By Sarah Klein The Huffington Post
Whether we’re trying to lose weight or just avoid gaining it, many of us think steering clear of dietary fat is the first step. Rather than cut out all fat, however, we’d be better served if we focused on what types of fat we’re getting.
The body needs some fat — just not too much. Fat gives your body energy, keeps your skin and hair healthy, helps you absorb certain vitamins and even keeps you warm, among other responsibilities.
A diet high in saturated fat — found in animal products and some vegetable oils — can lead to heart problems, but eating the right amount of unsaturated fats can protect the heart.
Unsaturated fats — including monounsaturated and polyunsaturated fats — are considered good-for-you fats. Polyunsaturated fats include the famed omega 3 and omega 6 fats, both considered essential fatty acids, because our bodies can’t make them on its own. Polyunsaturated fats can help lower total cholesterol, while monounsaturated fats can raise “good” cholesterol, or HDL, and lower “bad” cholesterol, or LDL.
The average adult should get about 20 to 35 percent of their daily calories from fat and less than 10 percent of their daily calories from saturated fats, according to the Dietary Guidelines for Americans. A gram of fat contains nine calories, so a daily diet comprised of 2,000 calories would even out to about 44 to 78 grams of total fat a day.
So where can you find these unsaturated fats? Look no further than the six healthy picks below.
Half of an avocado contains nearly 15 grams of fat total, and almost 10 of those are monounsaturated (2 grams are polyunsaturated). Try it in place of mayo on your next sandwich.
Almonds (And Other Nuts)
Just about any nut can make for a healthy fat-filled snack, but almonds happen to be the lowest in calories. One ounce — about 23 whole almonds — contains just over 14 grams of fat, including nearly 9 grams monounsaturated and about 3.5 polyunsaturated.
Salmon (And Other Fatty Fish)
Salmon may be one of the most well-known fatty fish, but tuna, mackerel and sardines also offer a heart-healthy dose of fats.
If you’re going to stick with the familiar, look for wild-caught salmon. A three-ounce serving of chinook (often the most expensive option, according to Eating Well), contains nearly 9 grams of fat, including nearly 4 grams monounsaturated and about 2.5 polyunsaturated. The milder coho salmon and the oilier sockeye both contain less, at around 5 total grams of fat, with nearly 2 grams each of mono- and polyunsaturated fat.
Olives (And Olive Oil)
Mixing 10 large olives into your next salad will add about 5 grams of fat, 3.5 of which are monounsaturated and .4 of which are polyunsaturated.
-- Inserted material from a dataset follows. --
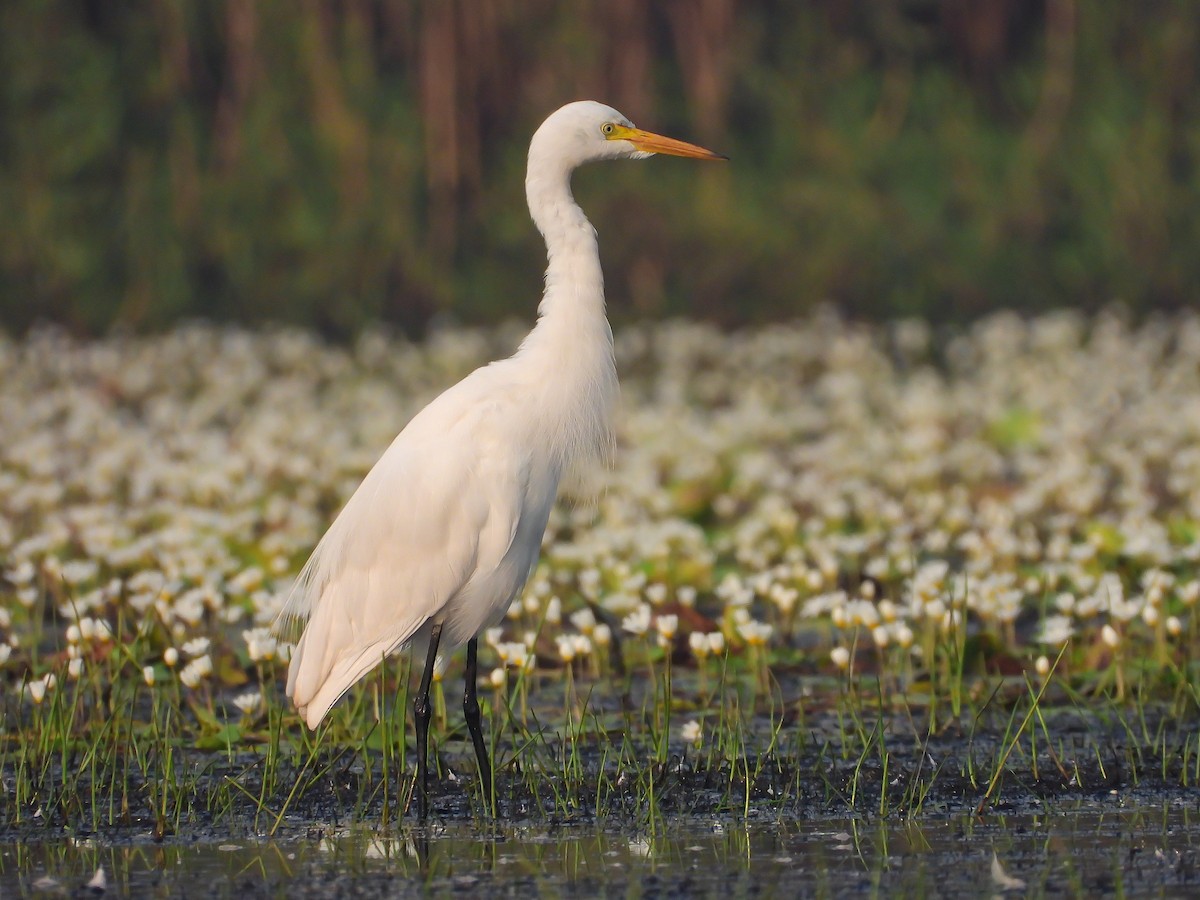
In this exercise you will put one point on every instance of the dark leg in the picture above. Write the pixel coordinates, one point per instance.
(421, 713)
(471, 708)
Not an olive fan? The oil is an even more concentrated source of healthy fats — just don’t be too heavy-handed on your pour: A single tablespoon contains over 13 grams of fat, nearly 10 of which are monounsaturated and about 1.5 are polyunsaturated.
Flax (And Other Seeds)
One tablespoon of whole flaxseed — which you can toss into salads, soups, smoothies, yogurt and more — contains just over 4 grams of fat, including nearly 1 gram monounsaturated and almost 3 grams polyunsaturated.
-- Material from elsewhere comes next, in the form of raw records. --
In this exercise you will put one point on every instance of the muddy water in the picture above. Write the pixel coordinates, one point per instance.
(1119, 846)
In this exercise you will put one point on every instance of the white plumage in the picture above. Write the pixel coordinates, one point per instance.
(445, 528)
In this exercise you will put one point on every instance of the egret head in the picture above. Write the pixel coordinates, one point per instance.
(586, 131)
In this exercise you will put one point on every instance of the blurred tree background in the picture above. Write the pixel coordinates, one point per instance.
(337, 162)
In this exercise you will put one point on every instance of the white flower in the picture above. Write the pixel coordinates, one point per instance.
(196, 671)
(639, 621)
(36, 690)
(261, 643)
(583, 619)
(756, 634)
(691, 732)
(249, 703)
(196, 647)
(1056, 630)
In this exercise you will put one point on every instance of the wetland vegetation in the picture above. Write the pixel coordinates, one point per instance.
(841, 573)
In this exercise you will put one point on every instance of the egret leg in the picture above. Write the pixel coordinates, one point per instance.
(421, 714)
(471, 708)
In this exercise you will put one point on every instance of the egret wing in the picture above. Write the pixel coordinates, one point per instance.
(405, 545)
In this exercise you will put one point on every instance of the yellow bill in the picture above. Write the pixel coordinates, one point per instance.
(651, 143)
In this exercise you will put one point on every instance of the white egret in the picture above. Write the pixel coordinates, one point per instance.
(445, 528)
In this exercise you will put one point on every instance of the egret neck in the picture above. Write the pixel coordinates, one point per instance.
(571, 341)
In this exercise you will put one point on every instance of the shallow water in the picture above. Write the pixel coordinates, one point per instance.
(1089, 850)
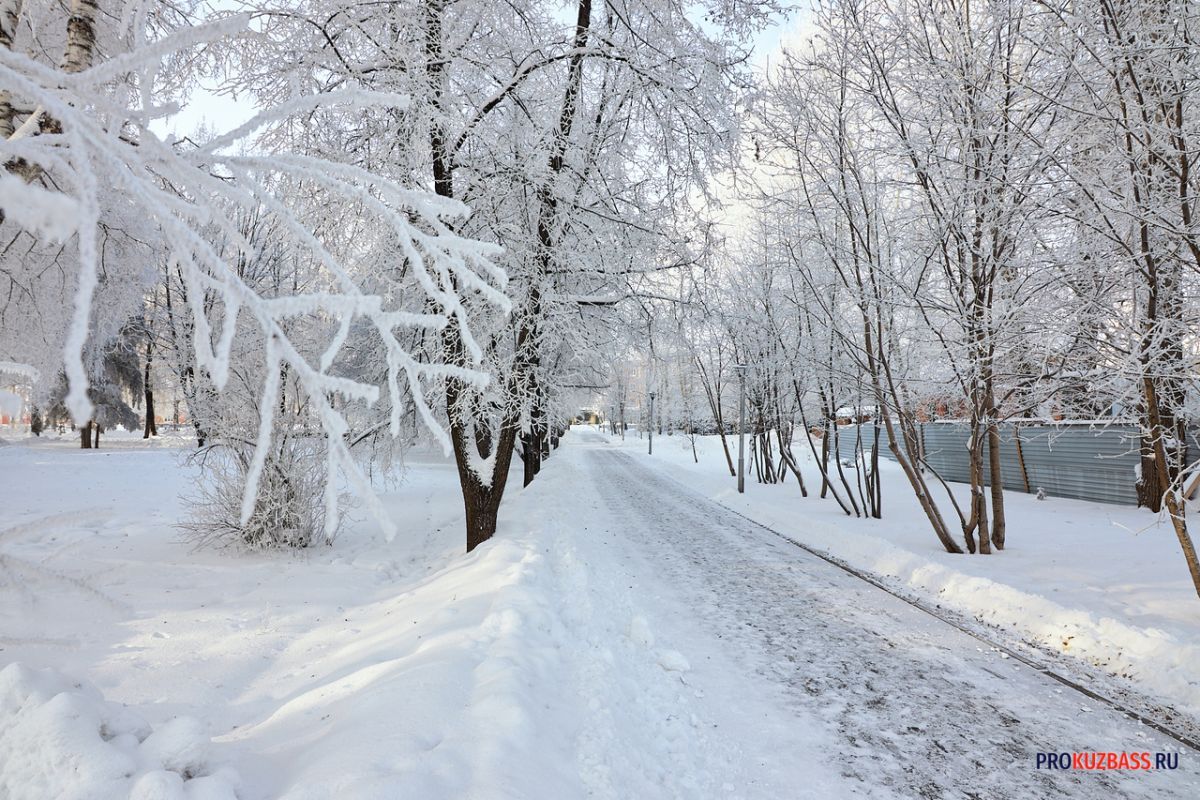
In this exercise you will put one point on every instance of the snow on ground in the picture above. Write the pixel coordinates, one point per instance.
(365, 669)
(1102, 583)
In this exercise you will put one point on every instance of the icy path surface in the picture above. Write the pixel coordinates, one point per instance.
(905, 704)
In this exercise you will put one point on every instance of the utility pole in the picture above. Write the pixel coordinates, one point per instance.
(649, 429)
(742, 427)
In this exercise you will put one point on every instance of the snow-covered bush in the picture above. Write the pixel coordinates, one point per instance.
(60, 738)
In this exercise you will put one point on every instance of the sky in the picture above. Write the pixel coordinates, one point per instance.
(223, 113)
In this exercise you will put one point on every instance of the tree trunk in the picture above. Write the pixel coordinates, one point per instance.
(151, 428)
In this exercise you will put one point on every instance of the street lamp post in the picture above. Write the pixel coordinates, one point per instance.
(649, 431)
(742, 427)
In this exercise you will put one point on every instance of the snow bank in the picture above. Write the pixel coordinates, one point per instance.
(1102, 584)
(1159, 661)
(61, 739)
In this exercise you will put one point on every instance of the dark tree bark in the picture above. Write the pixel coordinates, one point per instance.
(151, 428)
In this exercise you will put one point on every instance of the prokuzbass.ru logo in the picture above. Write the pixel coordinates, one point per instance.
(1108, 761)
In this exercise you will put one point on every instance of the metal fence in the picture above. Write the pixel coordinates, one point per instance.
(1080, 461)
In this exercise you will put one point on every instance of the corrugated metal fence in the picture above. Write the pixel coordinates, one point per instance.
(1068, 461)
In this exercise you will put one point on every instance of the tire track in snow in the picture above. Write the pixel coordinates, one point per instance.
(918, 709)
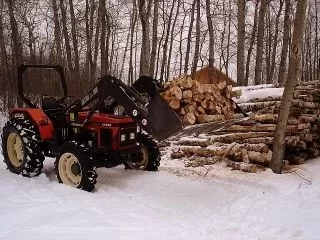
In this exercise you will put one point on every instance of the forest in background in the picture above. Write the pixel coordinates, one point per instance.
(247, 40)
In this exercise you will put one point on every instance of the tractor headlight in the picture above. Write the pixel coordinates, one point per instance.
(122, 137)
(132, 136)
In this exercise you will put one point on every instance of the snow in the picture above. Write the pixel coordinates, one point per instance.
(258, 92)
(174, 203)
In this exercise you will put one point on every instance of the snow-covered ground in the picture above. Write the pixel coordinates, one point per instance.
(210, 202)
(174, 203)
(258, 92)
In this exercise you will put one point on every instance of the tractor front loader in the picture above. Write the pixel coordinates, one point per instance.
(113, 124)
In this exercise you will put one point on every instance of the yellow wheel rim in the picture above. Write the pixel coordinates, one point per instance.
(69, 169)
(15, 149)
(144, 161)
Flax seeds also contain anywhere from 75 to 800 times more lignans, a component of plants that act as antioxidants, than other plant foods, WebMD reported.
A tablespoon of sesame seeds contains about 1.5 grams of monounsaturated fat and 2 grams of polyunsaturated fat. And an ounce of pumpkin seeds pack about 2 grams of monounsaturated fat and 2.5 grams of polyunsaturated fat.
One large, whole egg has almost 5 grams of fat, including roughly 2 grams monounsaturated and about 1 polyunsaturated.